Alpes Literários

Alpes Literários

Subtítulo

UM PASSEIO PELOS ALPES LITERÁRIOS

terça-feira, 7 de abril de 2020

Pierre Morhange - Canção de Ninar em Auschwitz

Da lavra de um autor francês de origem judaica, este poema, todo em dísticos, relembra o estado em que viveram os judeus no campo de concentração de Auschwitz, na Polônia, trancafiados em galpões, dormindo em estrados que mal lhes permitiam se virar para o outro lado – como bem o assinala os dois últimos versos desta fúnebre canção de ninar.

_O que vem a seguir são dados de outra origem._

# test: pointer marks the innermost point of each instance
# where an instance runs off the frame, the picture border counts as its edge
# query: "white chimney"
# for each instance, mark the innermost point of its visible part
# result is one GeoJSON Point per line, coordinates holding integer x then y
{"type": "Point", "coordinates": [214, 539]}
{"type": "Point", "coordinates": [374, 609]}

A criança a quem se dirige o ente lírico, certamente o seu genitor, já não tem o apoio e a provisão da mãe, e sofre com a fome, o sangue, as larvas, o estado de insânia e a fumaça, envolta num veludo azul, qualificado como “angustiante” – em suma, um cenário no qual o simples fato de ter saído vivo terá sido um autêntico milagre.

J.A.R. – H.C.

Pierre Morhange
(1901-1972)

Berceuse à Auschwitz

Mon bel enfant en habit bleu
Te voilà bien vêtu de velours angoissant

Mon bel enfant en habit de faim
Je suis le grand nuage où tu cherches du pain

Mon bel enfant en habit de sang
Ta mère ne peut plus te reverser le sien

Mon bel enfant en habit de vers
Ils brillent pour ta mère comme des étoiles

Mon bel enfant en habit de folie
Au crochet de mon cœur vous pendrez ces guenilles

Mon bel enfant en habit de fumée
Vous ne m’avez pas dit si je peux me tourner.

Le Blessé

Canção de Ninar
(François Nicholas Riss: pintor russo-francês)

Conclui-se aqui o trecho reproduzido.